I get a little bubble of excitement every time I encounter someone who doesn’t know about antibody affinity maturation. When I do, I get to point at my neck lymph nodes and describe that there is this little Darwinian process inside you that evolves antibodies to have higher affinity (i.e. bind better) against whatever just made you sick. Isn't that amazing? I will accept public speaking slots or alumni panels just so I can tell more people about it.
But the reality of affinity maturation is more interesting and complicated than this cursory description would suggest. It’s a noisy process of mutation and selection, and if you aren’t careful, it can actually be difficult to discern the signal of natural selection from the mutation biases! That may come as a surprise for people who only hear the short version.
Let’s juxtapose three recent manuscripts from our group and discuss this phenomenon.
In the replay project, we had a special opportunity to understand selection in a system we could observe in great detail. In a Victora lab tour de force, Tatsuya and Ashni were able to sequence 119 replicate germinal centers, all starting from the same naive B cell receptor and responding to the same antigen. We could quantify the amount by which mutations improve binding against the target antigen using a yeast display experiment by Tyler Starr. Ashni conducted an experiment with a passenger allele that gave us a custom probabilistic model of somatic hypermutation specifically for our naive B cell receptor. (This is crazy.)
Here’s the result from Figure 3 of that preprint. On the x axis is affinity change of a given mutation, and on the y axis is how frequently we saw it. The correlation is… underwhelming.
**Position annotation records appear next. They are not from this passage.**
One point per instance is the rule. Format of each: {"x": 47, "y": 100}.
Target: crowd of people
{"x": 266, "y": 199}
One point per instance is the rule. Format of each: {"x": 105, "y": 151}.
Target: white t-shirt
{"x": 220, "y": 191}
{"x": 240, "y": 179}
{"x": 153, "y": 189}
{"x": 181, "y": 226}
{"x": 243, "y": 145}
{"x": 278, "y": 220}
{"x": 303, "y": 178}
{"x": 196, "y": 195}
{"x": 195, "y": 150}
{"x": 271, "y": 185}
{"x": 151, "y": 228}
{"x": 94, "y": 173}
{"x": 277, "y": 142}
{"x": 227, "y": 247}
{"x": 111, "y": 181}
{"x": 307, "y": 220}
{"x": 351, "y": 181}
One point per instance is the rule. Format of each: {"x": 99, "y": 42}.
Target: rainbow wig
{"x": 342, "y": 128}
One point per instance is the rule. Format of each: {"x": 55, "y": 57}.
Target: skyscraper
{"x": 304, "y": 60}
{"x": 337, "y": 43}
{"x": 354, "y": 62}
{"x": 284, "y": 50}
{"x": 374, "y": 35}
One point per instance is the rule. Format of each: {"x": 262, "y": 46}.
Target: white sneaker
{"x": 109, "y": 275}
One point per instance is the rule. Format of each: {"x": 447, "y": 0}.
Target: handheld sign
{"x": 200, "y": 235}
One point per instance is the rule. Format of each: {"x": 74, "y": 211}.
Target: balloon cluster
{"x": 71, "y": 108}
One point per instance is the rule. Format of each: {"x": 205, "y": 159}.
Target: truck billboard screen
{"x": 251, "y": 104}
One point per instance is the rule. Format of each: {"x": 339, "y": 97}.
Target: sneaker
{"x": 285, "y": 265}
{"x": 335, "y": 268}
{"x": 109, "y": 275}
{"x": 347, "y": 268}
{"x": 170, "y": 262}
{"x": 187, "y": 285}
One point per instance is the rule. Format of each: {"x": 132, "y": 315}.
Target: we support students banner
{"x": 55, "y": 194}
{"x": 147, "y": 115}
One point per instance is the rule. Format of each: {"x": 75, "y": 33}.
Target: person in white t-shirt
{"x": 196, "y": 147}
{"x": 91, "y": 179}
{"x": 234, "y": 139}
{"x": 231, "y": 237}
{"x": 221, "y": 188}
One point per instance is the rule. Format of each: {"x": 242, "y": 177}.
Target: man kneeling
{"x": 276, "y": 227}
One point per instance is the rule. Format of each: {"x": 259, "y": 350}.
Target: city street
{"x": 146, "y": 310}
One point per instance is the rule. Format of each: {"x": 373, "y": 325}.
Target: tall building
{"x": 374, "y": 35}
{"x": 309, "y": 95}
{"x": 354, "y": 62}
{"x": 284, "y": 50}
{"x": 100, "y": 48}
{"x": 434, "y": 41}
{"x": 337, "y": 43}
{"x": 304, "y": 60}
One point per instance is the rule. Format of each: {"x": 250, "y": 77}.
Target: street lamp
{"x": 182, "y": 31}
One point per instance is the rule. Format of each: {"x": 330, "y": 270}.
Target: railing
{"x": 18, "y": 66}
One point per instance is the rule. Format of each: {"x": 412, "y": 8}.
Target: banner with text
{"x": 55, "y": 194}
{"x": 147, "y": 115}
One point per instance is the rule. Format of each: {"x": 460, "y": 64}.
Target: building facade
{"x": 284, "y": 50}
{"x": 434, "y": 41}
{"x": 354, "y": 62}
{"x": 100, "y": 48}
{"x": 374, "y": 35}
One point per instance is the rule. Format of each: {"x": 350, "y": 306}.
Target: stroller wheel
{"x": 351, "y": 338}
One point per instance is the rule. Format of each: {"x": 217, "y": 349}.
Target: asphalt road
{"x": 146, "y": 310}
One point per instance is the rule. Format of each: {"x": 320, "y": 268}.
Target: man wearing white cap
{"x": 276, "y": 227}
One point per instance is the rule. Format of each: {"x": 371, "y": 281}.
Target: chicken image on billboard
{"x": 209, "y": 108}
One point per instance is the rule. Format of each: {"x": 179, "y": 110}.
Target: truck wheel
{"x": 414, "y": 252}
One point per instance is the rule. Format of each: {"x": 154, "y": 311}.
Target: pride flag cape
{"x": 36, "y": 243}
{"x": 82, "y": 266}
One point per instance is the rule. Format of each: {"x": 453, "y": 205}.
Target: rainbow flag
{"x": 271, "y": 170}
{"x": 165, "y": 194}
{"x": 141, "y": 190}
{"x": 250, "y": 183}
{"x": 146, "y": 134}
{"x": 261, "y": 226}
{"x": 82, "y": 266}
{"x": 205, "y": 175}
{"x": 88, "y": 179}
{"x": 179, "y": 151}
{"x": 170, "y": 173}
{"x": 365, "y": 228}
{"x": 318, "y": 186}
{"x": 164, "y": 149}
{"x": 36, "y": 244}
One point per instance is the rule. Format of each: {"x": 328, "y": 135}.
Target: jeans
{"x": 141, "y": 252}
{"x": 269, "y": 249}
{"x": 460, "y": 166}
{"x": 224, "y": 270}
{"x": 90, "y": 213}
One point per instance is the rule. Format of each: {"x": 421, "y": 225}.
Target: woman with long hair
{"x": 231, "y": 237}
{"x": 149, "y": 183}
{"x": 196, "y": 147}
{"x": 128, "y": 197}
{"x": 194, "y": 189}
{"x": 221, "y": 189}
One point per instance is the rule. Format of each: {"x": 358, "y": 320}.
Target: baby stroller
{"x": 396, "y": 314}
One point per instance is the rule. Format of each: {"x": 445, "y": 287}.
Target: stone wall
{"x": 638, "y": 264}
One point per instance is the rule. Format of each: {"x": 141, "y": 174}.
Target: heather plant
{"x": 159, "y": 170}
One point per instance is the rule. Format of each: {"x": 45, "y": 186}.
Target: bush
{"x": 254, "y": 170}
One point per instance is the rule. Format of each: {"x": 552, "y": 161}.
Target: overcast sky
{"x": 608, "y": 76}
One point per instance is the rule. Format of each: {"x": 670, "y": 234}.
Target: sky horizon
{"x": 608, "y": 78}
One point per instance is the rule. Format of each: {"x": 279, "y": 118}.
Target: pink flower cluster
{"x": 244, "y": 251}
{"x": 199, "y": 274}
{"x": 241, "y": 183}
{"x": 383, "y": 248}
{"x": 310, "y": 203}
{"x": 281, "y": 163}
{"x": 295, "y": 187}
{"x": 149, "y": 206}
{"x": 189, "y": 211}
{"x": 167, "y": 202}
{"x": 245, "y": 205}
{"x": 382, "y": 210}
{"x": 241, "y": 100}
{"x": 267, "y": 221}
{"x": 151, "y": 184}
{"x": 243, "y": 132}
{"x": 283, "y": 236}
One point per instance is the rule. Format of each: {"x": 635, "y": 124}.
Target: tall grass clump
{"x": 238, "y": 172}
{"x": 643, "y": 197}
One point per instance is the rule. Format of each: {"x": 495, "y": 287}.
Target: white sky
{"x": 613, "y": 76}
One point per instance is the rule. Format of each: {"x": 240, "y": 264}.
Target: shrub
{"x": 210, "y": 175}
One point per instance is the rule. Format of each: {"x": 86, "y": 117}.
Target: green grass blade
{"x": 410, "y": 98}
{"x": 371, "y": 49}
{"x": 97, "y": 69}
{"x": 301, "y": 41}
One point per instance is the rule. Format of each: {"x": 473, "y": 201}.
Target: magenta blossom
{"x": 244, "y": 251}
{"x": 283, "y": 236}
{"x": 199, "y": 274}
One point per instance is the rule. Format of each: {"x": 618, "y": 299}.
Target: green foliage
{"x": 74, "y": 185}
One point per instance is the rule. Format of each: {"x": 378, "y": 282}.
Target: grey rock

If we had such strong affinity selection in the germinal center, shouldn’t this look stronger?
On the other hand, things look a lot nicer when we plot mutation rate on the x axis.
We can see the effect of the affinity changes (now colors).
Selection pushes the blue (positively selected) points above the y=x line, and it pushes the red (negatively selected) points below the y=x line.
Nice!
In summary, selection matters, certainly. But we can only see its effect once we take somatic hypermutation rates into account!
We were led to another perspective on mutation versus selection from a different source: protein language models. Like many, we were impressed by the results of Hie et al 2024 who showed that in their system, they could achieve increased binding affinity through directed evolution guided by a general protein language model. If that’s the case, then surely we should be able to see solid signal from that model in the evolutionary process of natural affinity maturation.
With that motivation, in our new Johnson, Sung, et al. 2025 preprint, we built a framework called EPAM (Evaluating Predictions of Affinity Maturation) to compare different approaches for predicting antibody evolution. EPAM is a unified framework that can take a diverse collection of models and standardize their predictions for direct comparison. We evaluated models across three categories: pure SHM models like S5F, combined SHM+selection models using protein language model selection factors, and pure protein language models like AbLang2 and ESM-1v. These were then tested on large human BCR repertoire datasets as well as the controlled mouse replay experiment.
SHM dominates! The classic S5F model, which uses a 5-nucleotide context to predict mutation probabilities, substantially outperformed both AbLang2 and ESM-1v in predicting where amino acid substitutions would occur. Our newer “Thrifty” SHM model, with its wider 13-nucleotide context, performed even better—achieving 0.834 versus 0.784 overlap scores compared to S5F, while using orders of magnitude fewer parameters than the protein language models.
This raised an obvious question: if nucleotides are so important, why don’t we train a nucleotide model on productive sequences? Well, it turns out that a Thrifty-like model with a few thousand parameters significantly outperformed state-of-the-art protein language models with millions of parameters, giving us the best model in this benchmark. Furthermore, when we tried to improve the SHM models by adding selection factors from sophisticated protein models like ESM-1v, performance actually got worse.
Returning to the replay experiment described above, we showed that even in this highly controlled setting with tailored models for both SHM (ReplaySHM) and selection (deep mutational scanning), the selection model provided only modest improvements over the SHM model. Here again, even when we have an experiment providing exactly the quantities needed to infer natural selection, SHM dominates the process.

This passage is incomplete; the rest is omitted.